As our technology expands, so do the legal liabilities and consequences that accompany it.  Fifteen years ago the only real prevalent "social media" was AOL Instant Messenger better known as AIM.  Today, there are dozens of social media platforms including Facebook, WhatsApp, QQ, WeChat, QZone, Tumblr, Instagram, LinkedIn, Twitter, Google+, Baidu Tieba, Skype, Viber, Sina Weibo, Line, Snapchat,Vkontakte, Pinterest, Telegram, Reddit, Taringa, Foursquare, Renren, Tagged, Badoo, MySpace, StumbleUpon, The Dots, Kiwibox, Skyrock, Delicious, Snapfish, Reverbnation, Flixster, Care2, Cafemom, ravelry, NextDoor, Wayn, CellUFun, Vine, Classmates, MyHeritage, Viadeo, Xing, Xanga, LiveJournal, Friendster, and YouTube - just to name a few.

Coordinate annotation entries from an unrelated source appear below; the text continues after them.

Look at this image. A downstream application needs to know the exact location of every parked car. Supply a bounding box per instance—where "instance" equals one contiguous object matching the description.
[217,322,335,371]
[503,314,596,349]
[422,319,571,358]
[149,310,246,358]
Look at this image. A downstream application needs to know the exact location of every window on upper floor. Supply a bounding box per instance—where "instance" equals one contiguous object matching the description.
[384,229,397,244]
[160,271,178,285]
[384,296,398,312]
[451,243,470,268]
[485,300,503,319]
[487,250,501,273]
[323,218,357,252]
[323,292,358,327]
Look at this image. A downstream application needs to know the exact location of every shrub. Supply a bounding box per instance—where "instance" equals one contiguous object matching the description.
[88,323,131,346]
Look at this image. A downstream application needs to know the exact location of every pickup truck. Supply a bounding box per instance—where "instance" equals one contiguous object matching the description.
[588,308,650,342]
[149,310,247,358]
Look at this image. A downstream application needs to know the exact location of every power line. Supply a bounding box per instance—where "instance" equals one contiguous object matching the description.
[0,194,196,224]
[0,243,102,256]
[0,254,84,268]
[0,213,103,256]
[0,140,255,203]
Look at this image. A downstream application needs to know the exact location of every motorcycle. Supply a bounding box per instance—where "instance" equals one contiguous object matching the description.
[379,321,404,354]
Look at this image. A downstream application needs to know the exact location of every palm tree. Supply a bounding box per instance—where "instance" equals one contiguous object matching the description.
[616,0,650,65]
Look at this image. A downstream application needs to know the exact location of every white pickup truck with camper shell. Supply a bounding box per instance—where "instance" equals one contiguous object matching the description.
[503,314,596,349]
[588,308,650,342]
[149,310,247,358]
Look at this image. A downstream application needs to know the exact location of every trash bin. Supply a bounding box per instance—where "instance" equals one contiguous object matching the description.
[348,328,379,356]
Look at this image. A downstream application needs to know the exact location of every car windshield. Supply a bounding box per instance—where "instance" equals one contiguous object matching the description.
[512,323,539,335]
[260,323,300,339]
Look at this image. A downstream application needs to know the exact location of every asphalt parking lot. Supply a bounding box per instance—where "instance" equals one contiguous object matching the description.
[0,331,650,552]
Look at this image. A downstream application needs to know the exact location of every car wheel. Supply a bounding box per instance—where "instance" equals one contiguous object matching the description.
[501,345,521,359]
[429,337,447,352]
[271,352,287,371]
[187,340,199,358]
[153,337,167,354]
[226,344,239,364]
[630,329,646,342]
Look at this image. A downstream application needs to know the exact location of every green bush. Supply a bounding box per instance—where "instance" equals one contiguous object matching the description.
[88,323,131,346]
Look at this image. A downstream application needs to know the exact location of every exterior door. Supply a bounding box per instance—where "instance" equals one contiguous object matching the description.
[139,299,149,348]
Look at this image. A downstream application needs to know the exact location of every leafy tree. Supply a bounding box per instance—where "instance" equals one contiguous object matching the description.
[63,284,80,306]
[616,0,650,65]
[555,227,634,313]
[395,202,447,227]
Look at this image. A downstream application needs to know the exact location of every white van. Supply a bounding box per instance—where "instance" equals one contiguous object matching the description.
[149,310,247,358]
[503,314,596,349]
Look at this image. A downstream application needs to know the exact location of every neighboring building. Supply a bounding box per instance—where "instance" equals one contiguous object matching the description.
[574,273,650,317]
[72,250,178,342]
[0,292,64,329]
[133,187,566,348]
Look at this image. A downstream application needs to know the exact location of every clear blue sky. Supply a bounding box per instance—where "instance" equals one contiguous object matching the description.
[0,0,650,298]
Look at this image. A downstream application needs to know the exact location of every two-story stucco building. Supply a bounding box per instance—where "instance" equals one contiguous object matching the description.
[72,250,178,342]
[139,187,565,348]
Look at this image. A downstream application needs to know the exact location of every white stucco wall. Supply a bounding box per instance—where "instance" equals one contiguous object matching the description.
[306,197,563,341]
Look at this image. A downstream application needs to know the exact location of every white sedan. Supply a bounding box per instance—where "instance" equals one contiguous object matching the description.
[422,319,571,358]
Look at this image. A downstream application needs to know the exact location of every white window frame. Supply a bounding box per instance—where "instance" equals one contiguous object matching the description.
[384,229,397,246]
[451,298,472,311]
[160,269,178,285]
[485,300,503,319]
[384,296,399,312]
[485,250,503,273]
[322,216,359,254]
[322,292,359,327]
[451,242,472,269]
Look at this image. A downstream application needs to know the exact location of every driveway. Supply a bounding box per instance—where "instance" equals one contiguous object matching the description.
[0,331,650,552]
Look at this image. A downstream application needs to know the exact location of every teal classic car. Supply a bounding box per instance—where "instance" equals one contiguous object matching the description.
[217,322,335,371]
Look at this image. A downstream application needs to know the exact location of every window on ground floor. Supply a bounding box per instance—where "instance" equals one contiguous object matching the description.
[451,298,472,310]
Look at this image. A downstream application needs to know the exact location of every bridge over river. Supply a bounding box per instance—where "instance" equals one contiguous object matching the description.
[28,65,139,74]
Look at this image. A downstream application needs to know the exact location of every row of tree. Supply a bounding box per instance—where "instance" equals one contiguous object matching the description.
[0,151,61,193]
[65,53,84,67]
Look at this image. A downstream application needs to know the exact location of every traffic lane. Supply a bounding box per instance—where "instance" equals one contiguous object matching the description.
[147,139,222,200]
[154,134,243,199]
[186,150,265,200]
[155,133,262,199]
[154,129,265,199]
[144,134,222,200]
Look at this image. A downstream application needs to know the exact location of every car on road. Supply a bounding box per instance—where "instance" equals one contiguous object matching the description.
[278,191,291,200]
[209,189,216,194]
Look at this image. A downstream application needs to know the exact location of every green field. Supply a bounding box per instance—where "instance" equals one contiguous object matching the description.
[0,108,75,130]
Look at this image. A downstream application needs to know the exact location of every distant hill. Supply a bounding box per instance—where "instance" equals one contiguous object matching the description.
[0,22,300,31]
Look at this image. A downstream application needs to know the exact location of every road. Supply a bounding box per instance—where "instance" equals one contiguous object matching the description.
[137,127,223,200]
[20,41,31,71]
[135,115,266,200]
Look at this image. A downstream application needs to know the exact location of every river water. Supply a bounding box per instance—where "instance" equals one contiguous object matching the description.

While there are many great aspects to the ability to connect to so many people both known and unknown in the world, as with all technology, there are important legal ramifications to consider.  Specifically, one question that is becoming more and more prevalent is who has the right to access a person's social media profiles.